I thought we should have a seperate thread to talk about GPU3.

The GPU3 client is available here.

I have been pleased with my results with it. So far, I've only seen 610 point work units on the core, and they get about 5500PPD on my 8800GTS (as opposed to about 6000 with a 353 point unit), and 4100 on my 9600GSO (about 4400 with 353 point units). The temperature on my 8800GTS dropped from 71c-72c with the GPU2 core to 63-65c with the GPU3 core, and these are both "hot day" measurements. On a "cold day" I got about 65c-66c with the GPU2 core. These temps were all measured on the stock cooler set to 70% fan speed. I can't measure temps on my 9600GSO without Rivatuner (it's the ASUS model), and I don't use Rivatuner, so temps are unknown.

In my opinion, I'm happy to see a pretty good temp drop for a measley 500ppd on my 8800GTS, espically since it's in my bedroom, which is rather small.

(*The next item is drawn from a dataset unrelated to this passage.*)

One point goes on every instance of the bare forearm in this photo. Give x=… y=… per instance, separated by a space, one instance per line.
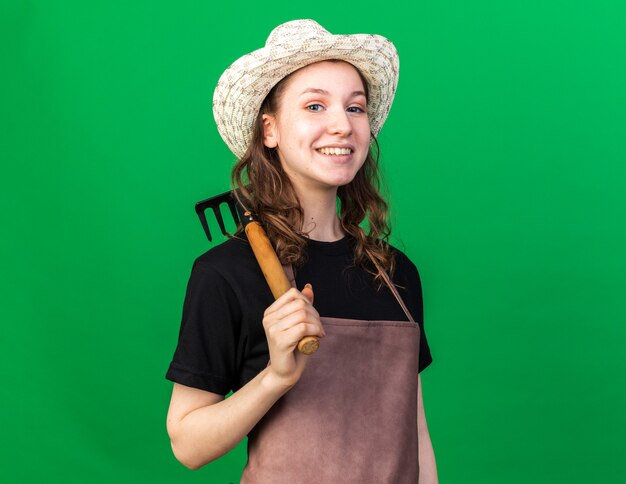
x=428 y=466
x=209 y=432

I would like to request that you report before and after values for temperatures and PPD, should you decide to switch.


----------



## NastyHabits (May 29, 2010)

Very strange.  On my GTS 250 I see very little difference.  Working on a 548 I get the exact same temps, my PPD is down about 50 with GPU3, and my memory usage on the card is up 23 mb.


----------



## Bo$$ (May 29, 2010)

hat said:


> I thought we should have a seperate thread to talk about GPU3.
> 
> The GPU3 client is available here.
> 
> ...




it is only recommended for GTX470-80 users, no benefits for older cards


----------



## hat (May 29, 2010)

Did you read my post? I'm seeing a lot lower temps.


----------